1

I'm running into strange behavior when trying to use MPI_Gatherv, and I must be misunderstanding something basic about the function. To demonstrate, I've simplified my code down to a toy problem that is hopefully easy to understand without much context.

  int * gatherv_counts = (int *)malloc(2*sizeof(int)); 
  int * gatherv_displacements = (int *)malloc(2*sizeof(int)); 
  double * receive_buffer = (double *)malloc(10*sizeof(double)); 

  for(int i = 0; i < 2; i++)
  {
    gatherv_counts[i] = 5;
    gatherv_displacements[i] = 0;
  }

  double * data = (double *)malloc(5*sizeof(double));
  for(int i = 0; i < 5; i++)
  {
      data[i] = (double)(mpirank + 2);
  }

  int mpiret = MPI_Gatherv( data, 5, MPI_DOUBLE, receive_buffer, gatherv_counts, gatherv_displacements, MPI_DOUBLE, 0, mpicomm); 

  if (mpirank == 0) {

    FILE *file = fopen("output.txt", "a");
    
    for (int i = 0; i < 10; i++) {
      fprintf (file, "%16.15e \n", receive_buffer[i]);
    }        
    
    fflush(file);
    fclose(file);
  }

I'm running this with 2 MPI processes. The data from each process is just 5 doubles (for a total combined size of 10), with values set to the rank+2. The counts are just hardcoded to 5, and displacements are all 0. It's about as simple a usage of MPI_Gatherv as I can imagine, and I'd expect that receive_buffer to be [2,2,2,2,2,3,3,3,3,3] after completion.
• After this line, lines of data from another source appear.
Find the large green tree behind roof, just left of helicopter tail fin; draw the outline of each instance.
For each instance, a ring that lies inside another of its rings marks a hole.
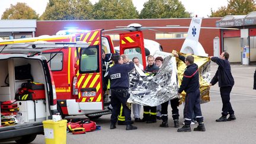
[[[189,12],[178,0],[149,0],[143,5],[139,18],[188,18]]]

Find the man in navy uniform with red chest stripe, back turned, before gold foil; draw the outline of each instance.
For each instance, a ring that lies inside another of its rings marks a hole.
[[[175,57],[182,60],[187,68],[184,71],[183,80],[181,86],[178,89],[178,94],[185,91],[185,107],[184,107],[184,119],[185,125],[177,130],[177,132],[191,132],[190,123],[192,119],[192,113],[196,115],[196,120],[199,123],[199,126],[194,128],[194,131],[204,132],[206,129],[203,123],[203,116],[201,114],[200,107],[200,90],[199,90],[199,72],[198,66],[194,63],[193,56],[180,56],[174,50],[173,52]]]

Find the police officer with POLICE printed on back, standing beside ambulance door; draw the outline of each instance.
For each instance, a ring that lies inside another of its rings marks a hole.
[[[110,129],[116,129],[117,115],[120,111],[121,104],[123,105],[126,130],[135,130],[137,127],[132,126],[131,110],[126,103],[129,98],[129,75],[128,73],[135,68],[133,62],[128,65],[123,65],[123,58],[120,55],[113,57],[115,65],[112,66],[108,72],[110,77],[111,89],[111,105],[113,107],[111,114]]]

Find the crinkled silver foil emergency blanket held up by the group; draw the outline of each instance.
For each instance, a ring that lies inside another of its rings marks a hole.
[[[128,103],[156,106],[178,97],[177,63],[167,56],[155,76],[146,76],[139,68],[129,73]]]

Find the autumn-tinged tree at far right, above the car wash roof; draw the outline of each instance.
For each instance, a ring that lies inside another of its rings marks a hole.
[[[225,17],[225,15],[247,15],[255,11],[255,0],[229,0],[227,7],[220,7],[217,11],[211,9],[210,17]]]

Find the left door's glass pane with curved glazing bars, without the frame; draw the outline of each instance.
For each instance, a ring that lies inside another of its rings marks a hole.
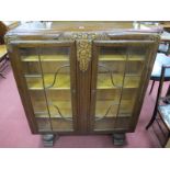
[[[38,129],[72,131],[69,48],[22,48],[21,54]]]

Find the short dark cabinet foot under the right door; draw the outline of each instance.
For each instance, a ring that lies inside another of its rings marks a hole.
[[[115,146],[122,146],[122,145],[125,145],[125,139],[126,139],[126,136],[124,133],[122,134],[113,134],[113,144]]]

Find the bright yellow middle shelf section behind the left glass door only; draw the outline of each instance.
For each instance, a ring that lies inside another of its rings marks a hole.
[[[41,75],[25,76],[27,87],[30,90],[43,90],[43,79]],[[54,82],[55,75],[44,75],[45,87],[49,87]],[[53,87],[47,88],[50,90],[69,90],[70,89],[70,76],[66,73],[59,73],[56,77],[56,81]]]

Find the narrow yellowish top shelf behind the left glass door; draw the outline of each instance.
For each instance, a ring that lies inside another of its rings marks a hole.
[[[68,55],[42,55],[41,61],[68,61]],[[22,61],[38,61],[37,55],[22,56]]]

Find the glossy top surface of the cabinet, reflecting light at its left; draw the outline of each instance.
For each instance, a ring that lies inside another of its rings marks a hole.
[[[10,33],[43,33],[43,32],[105,32],[105,31],[145,31],[158,32],[158,27],[137,27],[132,21],[55,21],[30,22],[18,26]]]

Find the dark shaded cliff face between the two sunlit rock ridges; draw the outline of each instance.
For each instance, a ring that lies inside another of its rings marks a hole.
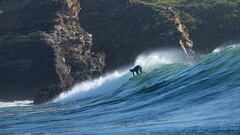
[[[156,48],[180,48],[174,14],[128,0],[80,0],[80,23],[93,34],[93,49],[106,54],[105,71],[133,63]]]

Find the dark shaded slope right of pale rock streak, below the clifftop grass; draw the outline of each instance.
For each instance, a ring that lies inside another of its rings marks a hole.
[[[239,42],[240,4],[176,7],[198,53],[208,53],[225,42]]]

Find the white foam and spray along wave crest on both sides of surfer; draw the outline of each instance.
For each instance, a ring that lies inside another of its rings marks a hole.
[[[143,70],[149,70],[161,64],[170,64],[179,61],[179,52],[161,51],[140,55],[134,65],[141,65]],[[71,90],[60,94],[53,102],[68,102],[85,98],[97,97],[121,87],[131,77],[129,68],[102,76],[98,79],[88,80],[76,84]]]

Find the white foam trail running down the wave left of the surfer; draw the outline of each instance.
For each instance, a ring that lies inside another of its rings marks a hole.
[[[127,72],[115,71],[104,77],[89,80],[75,85],[70,91],[62,93],[54,102],[73,101],[83,98],[96,97],[104,93],[117,89],[129,80],[130,74]]]

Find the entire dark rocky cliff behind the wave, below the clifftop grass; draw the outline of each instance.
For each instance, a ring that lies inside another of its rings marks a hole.
[[[147,50],[209,52],[239,39],[239,6],[0,0],[0,100],[51,100]]]

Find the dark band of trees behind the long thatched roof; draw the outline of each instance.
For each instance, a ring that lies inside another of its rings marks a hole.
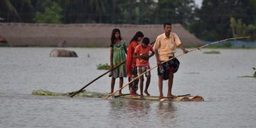
[[[255,0],[0,0],[0,22],[181,23],[208,41],[256,39]]]

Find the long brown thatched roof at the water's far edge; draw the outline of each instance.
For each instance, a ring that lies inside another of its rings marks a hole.
[[[142,31],[151,42],[164,32],[163,25],[0,23],[0,35],[9,46],[59,46],[65,42],[65,46],[106,47],[110,46],[113,28],[120,29],[127,44],[137,31]],[[178,34],[184,46],[203,44],[181,24],[174,24],[172,31]]]

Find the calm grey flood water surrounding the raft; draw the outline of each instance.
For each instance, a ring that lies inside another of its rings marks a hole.
[[[204,102],[31,95],[79,90],[105,73],[96,65],[109,63],[108,48],[65,49],[79,57],[50,58],[53,48],[0,48],[0,127],[256,127],[256,78],[239,78],[254,73],[255,49],[204,48],[178,58],[174,95],[200,95]],[[220,54],[203,53],[209,50]],[[155,57],[150,64],[156,65]],[[159,95],[157,80],[151,70],[151,95]],[[86,90],[110,92],[110,78],[105,75]]]

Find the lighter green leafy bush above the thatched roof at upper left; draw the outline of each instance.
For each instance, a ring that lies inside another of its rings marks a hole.
[[[36,23],[62,23],[63,9],[55,2],[52,2],[49,7],[46,6],[45,12],[36,12],[33,21]]]

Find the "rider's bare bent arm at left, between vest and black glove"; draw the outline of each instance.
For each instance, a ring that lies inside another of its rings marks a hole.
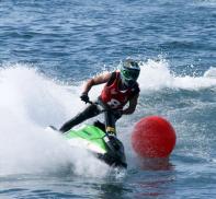
[[[106,83],[110,80],[111,75],[112,75],[112,73],[103,73],[103,74],[96,75],[96,77],[88,80],[84,83],[84,87],[83,87],[82,93],[88,94],[93,85]]]

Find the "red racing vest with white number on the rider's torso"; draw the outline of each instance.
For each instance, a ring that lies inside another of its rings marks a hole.
[[[113,109],[122,109],[132,94],[132,89],[125,91],[118,89],[120,80],[120,72],[116,72],[114,82],[111,85],[106,84],[100,96],[101,101]]]

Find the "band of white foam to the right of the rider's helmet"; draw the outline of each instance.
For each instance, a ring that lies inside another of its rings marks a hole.
[[[204,77],[177,77],[170,70],[167,60],[152,60],[141,63],[138,82],[141,91],[158,91],[161,89],[201,90],[216,86],[215,68],[209,68]]]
Instead, the receive_buffer is [3,3,3,3,3, 0,0,4.940656458412465e-324, 1.182342568274937e-316, 1.146400746224656e+248 ]. It seems to have completely skipped the data from rank 0 (the root of MPI_Gatherv), taken the data from rank 1, and left the remaining space filled with garbage. Could someone please explain what is going wrong here?

Also, for the record, I've seen a number of similarly titled questions, but these do not appear to be the same problem: MPI_Gatherv is not collecting data correctly

MPI_Gatherv: Garbage values received in root's array

Use of MPI_GATHERV where the "root" has no send buffer

Elmo
  • 79
  • 7
  • 1
    `displacements[1] = displacements[0] + counts[0]` – Victor Eijkhout Jul 27 '21 at 03:28
  • @VictorEijkhout oh of course. I'm an idiot. For some reason I was assuming displacements were relative to the data from the previous process. Thanks so much! If you write this as an answer I'll accept it. – Elmo Jul 27 '21 at 03:56

1 Answers1

2

You have all displacements at zero. Do:

displacements[1] = displacements[0] + counts[0]

and similar for higher rank counts.

Victor Eijkhout
  • 5,088
  • 2
  • 22
  • 23